Inherited Roth IRA as a Spouse
As the beneficiary of an Inherited Roth IRA, you have 3 distribution options for your account:
- You can treat the Inherited IRA as your own by re-titling the account in own name — which is only allowed if you’re the sole beneficiary. Or you can rollover/transfer the funds into your own IRA account.
- You can take “lifetime distributions from you Inherited IRA, where you make your distributions payable over the life or life expectancy of the designated beneficiary. (However, you must take distributions by December 31st of whichever comes last: the year your spouse would have attained age 70 ½; or the year after your spouse passed.)
- You can use the 5-year distribution rule, like non-spouses can. There are no annual distributions required, as long as the account is emptied by the end of the fifth calendar year after the year of the original account owner’s death
Inherited Traditional IRA as a Spouse
As the beneficiary of an Inherited Traditional IRA, you have 2 distribution options for your account:
- Just like option 1 for Inherited Roth IRAs for spouses, you can treat the IRA as your own by re-titling the account in own name if you’re the sole beneficiary or rollover/transfer the funds into your own IRA account.
- Or, you can treat yourself as the beneficiary of the account. If the original IRA owner passes before their required beginning date, you have the following options:
- Use the 5-year distribution rule; or
- The single life expectancy of the designated beneficiary
If the original IRA owner dies on or after their required date for required minimum distributions, the distributions are based on the longer of the two:
- The single life expectancy of the designated beneficiary, or
- The original IRA owner’s life expectancy
5. You Can Self-Direct an Inherited IRA
If you’re a spouse to the original account owner of your Inherited IRA, you can self-direct your account using a self-directed IRA account provider.
There are many different distribution strategies afforded to both spousal and non-spousal Inherited IRA owners.

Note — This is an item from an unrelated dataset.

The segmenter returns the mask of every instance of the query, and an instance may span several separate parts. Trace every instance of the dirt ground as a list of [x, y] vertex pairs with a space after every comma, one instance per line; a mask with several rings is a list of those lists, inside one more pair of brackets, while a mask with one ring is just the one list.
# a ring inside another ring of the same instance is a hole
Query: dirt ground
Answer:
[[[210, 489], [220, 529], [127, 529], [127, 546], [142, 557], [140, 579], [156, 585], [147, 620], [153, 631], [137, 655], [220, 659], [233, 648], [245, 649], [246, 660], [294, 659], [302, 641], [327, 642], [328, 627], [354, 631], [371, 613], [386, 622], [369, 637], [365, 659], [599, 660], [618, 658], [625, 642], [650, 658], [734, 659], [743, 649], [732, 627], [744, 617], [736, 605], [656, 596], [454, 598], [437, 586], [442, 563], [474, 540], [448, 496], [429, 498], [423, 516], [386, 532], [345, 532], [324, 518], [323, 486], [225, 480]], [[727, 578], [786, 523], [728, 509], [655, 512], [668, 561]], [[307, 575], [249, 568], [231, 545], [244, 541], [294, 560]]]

Choosing which strategy is best for your account depends on your individual investment goals, and the rules that govern your account type and distribution options.
Safeguard Advisors, LLC is not an investment advisor or provider, and does not recommend any specific investment.
We provide properly structured self-directed retirement plan platforms that provide you as the investor with full control over investment decisions.
The information above is educational in nature, and is not intended to be, nor should it be construed as providing tax, legal or investment advice.